Wednesday, 4 February 2009

28 Days Later


Review by Giovanni Varazzani

From the director of “The Beach” and “Trainspotting”, Danny Boyle tries with “28 Days Later” to resuscitate the British horror movie collapsed with the major film companies as Hammer (Dracula – 1958) or Amicus (Torture Garden – 1967) by the early ‘80s.
The movie opens with a scene where a band of animal right activist release from a science laboratory some chimps, unaware that the animals were carrying the most deadly virus man ever know. 28 days later Jim interpreted by Cillian Murphy (Scarecrow in “Batman Begins”) wakes up in an empty hospital.

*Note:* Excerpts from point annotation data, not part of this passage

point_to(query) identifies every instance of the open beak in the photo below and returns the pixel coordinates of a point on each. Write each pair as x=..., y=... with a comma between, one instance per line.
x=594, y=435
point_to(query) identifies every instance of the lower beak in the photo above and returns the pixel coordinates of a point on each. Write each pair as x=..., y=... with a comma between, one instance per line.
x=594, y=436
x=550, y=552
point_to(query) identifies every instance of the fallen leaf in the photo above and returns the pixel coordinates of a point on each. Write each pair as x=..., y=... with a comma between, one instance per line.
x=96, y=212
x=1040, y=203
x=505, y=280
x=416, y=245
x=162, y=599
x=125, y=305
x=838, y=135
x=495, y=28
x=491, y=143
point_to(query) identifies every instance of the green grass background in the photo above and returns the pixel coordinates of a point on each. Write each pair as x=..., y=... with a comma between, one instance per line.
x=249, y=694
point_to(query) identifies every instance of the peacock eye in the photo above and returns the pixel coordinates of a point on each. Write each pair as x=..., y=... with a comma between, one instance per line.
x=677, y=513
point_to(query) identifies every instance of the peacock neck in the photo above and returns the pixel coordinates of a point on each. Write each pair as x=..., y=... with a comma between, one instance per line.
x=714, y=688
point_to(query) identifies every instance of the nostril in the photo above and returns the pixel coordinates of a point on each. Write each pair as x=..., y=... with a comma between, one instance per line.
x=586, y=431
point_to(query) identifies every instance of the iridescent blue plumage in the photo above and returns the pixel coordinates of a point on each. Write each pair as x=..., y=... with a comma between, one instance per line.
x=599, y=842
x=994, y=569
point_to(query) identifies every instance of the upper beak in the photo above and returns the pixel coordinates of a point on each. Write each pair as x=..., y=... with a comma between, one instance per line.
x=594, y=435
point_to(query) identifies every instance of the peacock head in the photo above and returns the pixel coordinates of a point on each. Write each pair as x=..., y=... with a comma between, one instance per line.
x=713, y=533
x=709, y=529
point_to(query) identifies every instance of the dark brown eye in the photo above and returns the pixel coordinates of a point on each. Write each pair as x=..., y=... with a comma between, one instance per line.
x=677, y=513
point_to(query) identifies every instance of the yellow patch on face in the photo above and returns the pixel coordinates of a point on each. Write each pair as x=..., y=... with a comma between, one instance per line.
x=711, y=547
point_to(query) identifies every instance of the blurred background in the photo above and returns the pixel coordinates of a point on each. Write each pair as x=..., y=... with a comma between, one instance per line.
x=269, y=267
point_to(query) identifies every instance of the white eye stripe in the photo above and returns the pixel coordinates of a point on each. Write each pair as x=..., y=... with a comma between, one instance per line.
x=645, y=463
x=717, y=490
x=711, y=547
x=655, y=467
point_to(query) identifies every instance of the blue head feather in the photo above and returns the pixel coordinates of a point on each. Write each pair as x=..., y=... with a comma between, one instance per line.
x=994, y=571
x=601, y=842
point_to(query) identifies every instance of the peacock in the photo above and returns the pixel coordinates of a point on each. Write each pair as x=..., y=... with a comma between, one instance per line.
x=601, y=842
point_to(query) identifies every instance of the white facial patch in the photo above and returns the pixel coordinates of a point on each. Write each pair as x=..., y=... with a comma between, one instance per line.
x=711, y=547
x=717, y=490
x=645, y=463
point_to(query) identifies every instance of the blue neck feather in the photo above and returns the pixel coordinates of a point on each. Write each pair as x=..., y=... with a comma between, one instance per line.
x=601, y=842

After he met a couple of survivors, he learns that the virus is terminating the country population where they will try to survive.
The main character will try to join an apparent army base in Manchester, but they will find that the key to survive is not with those soldiers, people that kill other people, but it is closed inside their humanity, so love and compassion will be again the ultimate weapon to win the virus.
In this film, zombies that are a not zombie but infected people, recall the zombies from the famous George Romero’s trilogy “Night Of The Living Dead”. The difference from the usual zombie is that those infected humans have unusual strength and speed.
In the film there is a big feeling of isolation that it’s made bigger in those scenes where London, the city where the virus start his devastation, is amazingly empty of the usual traffic and people. These scenes are opposed to those full of violence and gory thus to have a result a film quite scary.